Aside from Dekel, other Tendencies members include guitarist extraordinaire Geva Alon, drummer Issar Tennenbaum, saxophonist Shlomi Alon of Hadag Nahash, guitarist Ophir Kutiel (Kutiman), and The Voice quarter-finalist/guitarist Gadi Altman.

Coming on the heels of the group’s release of its only album, After the End, the one-off performance was the culmination of six years of effort initiated by Steiner.

And based on Thursday’s performance, all the hard work paid off.

With Dekel’s super-smooth vocals leading the way, nine members opened the show with “Common is the Sense,” the Tendencies’ pop hit, that smacks of Red Hot Chili Peppers. And for the next two hours, musicians shuttled on and off the stage between songs, much like football players coming on and off the field between plays, under the guidance of “Coach” Steiner.



Among the night’s many highlights, Israel’s groove diva Karolina – one of two Tendencies female vocalists – teamed up with Dekel in a riveting version of “You’re Not of This World.” The group’s second female vocalist, Mika Sade, pulled off an inspiring vocal/dance performance of “The Waiting Room” with the help of Altman. Altman was also instrumental in one of the harder rock pieces of the evening, “We’ve Come So Far,” which morphed into a rap version with special guest Sha’anan Street of Hadag Nahash.

And Alon showed his versatility by playing the country rock tune “Slow Down,” before launching into a multi-minute psychedelic solo, bringing back memories of a ’70s genre quite different from the same decade’s funk/groove genre heard most of the night.

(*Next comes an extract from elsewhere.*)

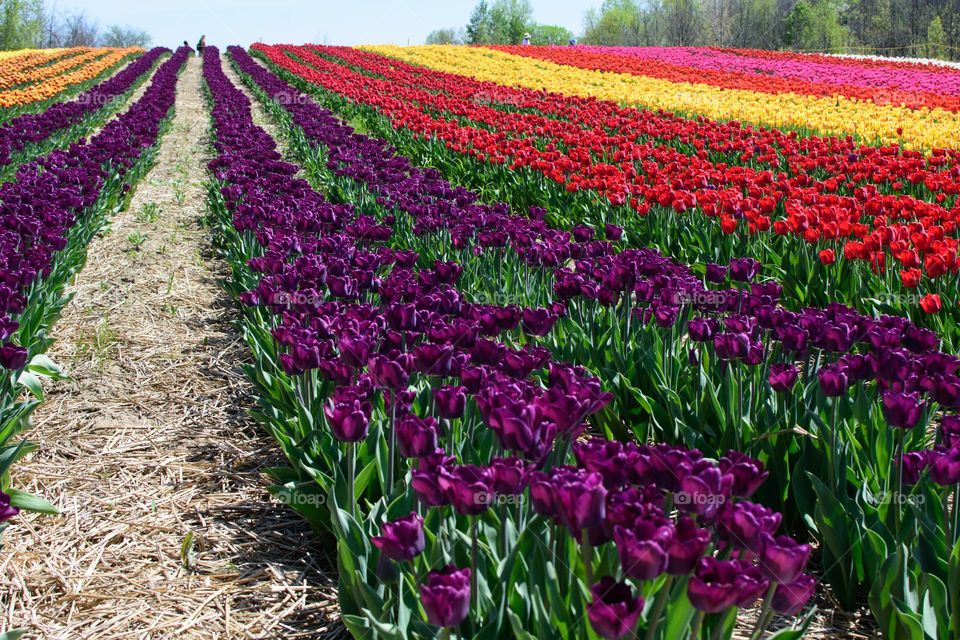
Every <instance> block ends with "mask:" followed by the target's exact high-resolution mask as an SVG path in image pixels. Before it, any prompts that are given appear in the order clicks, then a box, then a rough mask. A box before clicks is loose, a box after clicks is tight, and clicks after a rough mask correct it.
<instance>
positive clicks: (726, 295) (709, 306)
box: [672, 289, 731, 307]
mask: <svg viewBox="0 0 960 640" xmlns="http://www.w3.org/2000/svg"><path fill="white" fill-rule="evenodd" d="M730 299H731V296H730V294H729V293H726V292H724V291H710V290H709V289H707V290H704V291H677V292H676V293H674V294H673V300H672V302H673V304H675V305H678V306H680V305H687V304H689V305H694V306H698V307H722V306H724V305H726V304H727V303H728V302H729V301H730Z"/></svg>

The musical extravaganza climaxed as the effervescent Steiner personally thanked all those who helped make the show possible, before getting the audience to join the band in “A New Way to Rhyme” to wrap up a memorable evening. And while Lunacidal Tendencies may never reach the stature of one the world’s first and most popular supergroups, Cream, for at least one night, Steiner’s crew was the cream of the crop in Israeli music.